Michael: While I admit to enjoying challenge, I don’t think I’d ever identify it as wanderlust. In retrospect, I see common threads in everything I’ve ever done that to my mind make every move seem inevitable.
RF: Please expand . . .
Michael: First of all, you have to take into account the context in which I grew up. I was a child of the 60’s. On the one hand, I wanted something for everyone and for everyone to “just live together in peace and happiness” and on the other hand, my athletic and martial arts training developed, discipline, control and a strong inner spirit and set of values.
RF: And how do you relate that to your career pursuits?
Michael: I discovered a long time ago that many voices speak more forcefully than a single voice. I realized that one of the greatest opportunities to make social change is through large organized groups working together on a single agenda. The years I spent first in medicine and then with major professional associations enabled me, as the executive director, to work with the leadership to plan an agenda that would effect social change through professions and industries, local and state governments and community organizations.
RF: With that kind of background, why real estate?
Michael: Again, to me it is a logical extension. Throughout my career I have worked to make a difference for people. To do this, one must work with many different personalities and issues and somehow develop a working consensus that will result in a positive outcome. Real estate is really a microcosm of what I was doing on a larger scale.
RF: How so?
Michael: For the individual or family, the purchase of a property and home is one of the biggest, if not the biggest, financial investment they will make in a lifetime.
As such, it is quite an emotional experience. And, once you add the complexities of both seller’s and buyer’s emotions and needs to all the details and coordination of working with inspectors, appraisers, lenders, repairmen, title companies and everyone else involved in a transaction, it really helps to have someone with the ability to not only coordinate the many details, but keep everyone involved informed and in sync with the process while, critically, making the entire process for your client as smooth and uneventful as possible. To me, this is a working environment that mirrors what I did with associations, the only difference is that instead of my clients being the entire membership of 50,000 or more, my clients are single individuals or families.
RF: Do you find it as rewarding working for a single client instead of for thousands at a time?

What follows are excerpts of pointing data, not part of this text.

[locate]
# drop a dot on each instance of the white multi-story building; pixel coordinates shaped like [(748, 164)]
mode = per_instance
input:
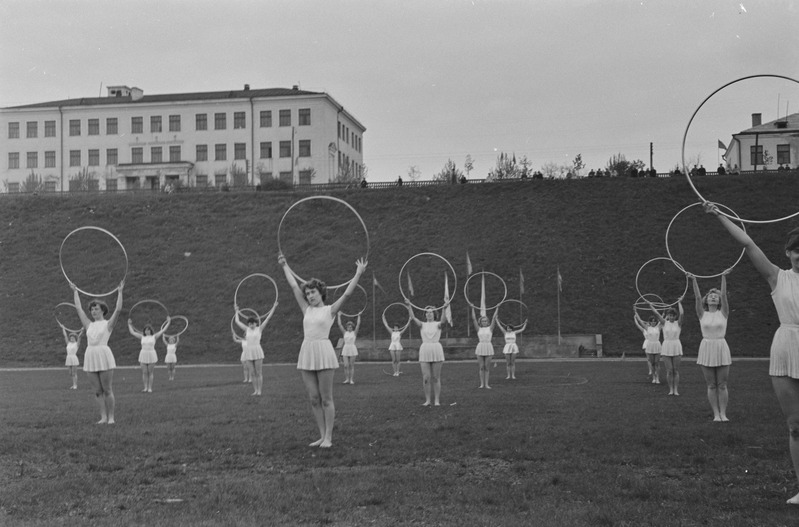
[(129, 140)]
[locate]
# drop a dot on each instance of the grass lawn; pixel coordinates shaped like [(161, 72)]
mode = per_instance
[(587, 442)]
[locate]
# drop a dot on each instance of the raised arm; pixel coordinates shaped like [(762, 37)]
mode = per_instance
[(767, 270)]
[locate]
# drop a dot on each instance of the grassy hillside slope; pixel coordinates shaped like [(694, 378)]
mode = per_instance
[(598, 231)]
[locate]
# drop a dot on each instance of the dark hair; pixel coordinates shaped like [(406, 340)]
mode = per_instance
[(315, 283)]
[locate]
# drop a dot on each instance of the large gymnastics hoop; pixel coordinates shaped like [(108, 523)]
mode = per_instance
[(61, 261), (385, 322), (164, 324), (280, 227), (454, 287), (513, 300), (670, 259), (236, 294), (685, 137), (182, 331), (484, 273), (681, 267), (55, 314)]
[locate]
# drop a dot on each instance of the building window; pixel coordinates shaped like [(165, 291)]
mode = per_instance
[(240, 151), (266, 150), (220, 152), (784, 154), (305, 148), (220, 121)]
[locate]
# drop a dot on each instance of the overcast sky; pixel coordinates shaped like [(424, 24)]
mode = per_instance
[(437, 79)]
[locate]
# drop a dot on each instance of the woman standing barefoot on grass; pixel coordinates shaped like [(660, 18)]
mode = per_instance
[(317, 361), (98, 361), (714, 353), (784, 355)]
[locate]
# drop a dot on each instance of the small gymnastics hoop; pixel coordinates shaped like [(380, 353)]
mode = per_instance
[(512, 300), (484, 273), (164, 324), (454, 287), (365, 304), (685, 137), (337, 200), (55, 314), (682, 268), (61, 260), (670, 259), (385, 322), (182, 331), (236, 294)]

Michael: Absolutely! The time and effort necessary to accomplish something on a national or international level is incredible. So many people are involved, it can take years, and in the end, for those who participated, it is satisfying, but in a “detached” way.

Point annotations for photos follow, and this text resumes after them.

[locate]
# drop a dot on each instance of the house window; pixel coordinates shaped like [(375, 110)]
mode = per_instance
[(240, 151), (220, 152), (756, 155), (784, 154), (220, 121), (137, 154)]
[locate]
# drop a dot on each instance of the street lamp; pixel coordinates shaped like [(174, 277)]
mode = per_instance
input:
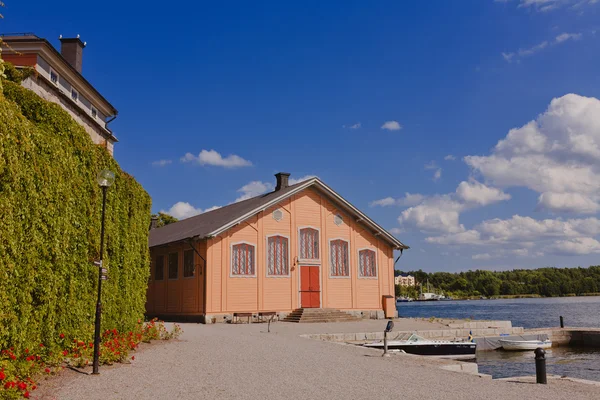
[(105, 179)]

In real estate, transactions happen within a specified time frame. And, while many professionals are involved, they are identifiable and usually remain the same throughout the transaction. When it is over, they can all share the satisfaction of having done their best in a more personal and immediate way.
For me, it is so much more satisfying to be able to look into the eyes of my clients and know I’ve done my best for them and see that they are pleased and feel that I have really done everything possible to help them through a major lifetime experience.

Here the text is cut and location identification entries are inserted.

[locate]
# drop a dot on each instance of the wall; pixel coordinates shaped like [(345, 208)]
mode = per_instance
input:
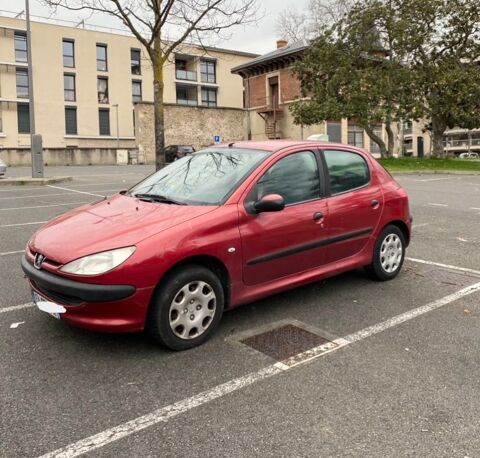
[(189, 126)]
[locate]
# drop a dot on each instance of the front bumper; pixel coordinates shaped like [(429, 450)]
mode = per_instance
[(78, 292), (105, 308)]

RF: So, you think you will stay in real estate?
Michael: Again, absolutely! I thrive on the challenge of successfully coordinating all the various facets of a transaction. I enjoy negotiating on behalf of my clients and effectively managing their transaction with the knowledge that I can literally save them thousands of dollars if they are my buyers, or make them thousands more if they are my sellers. Yes, I intend to help people and families in Arizona for a long time to come.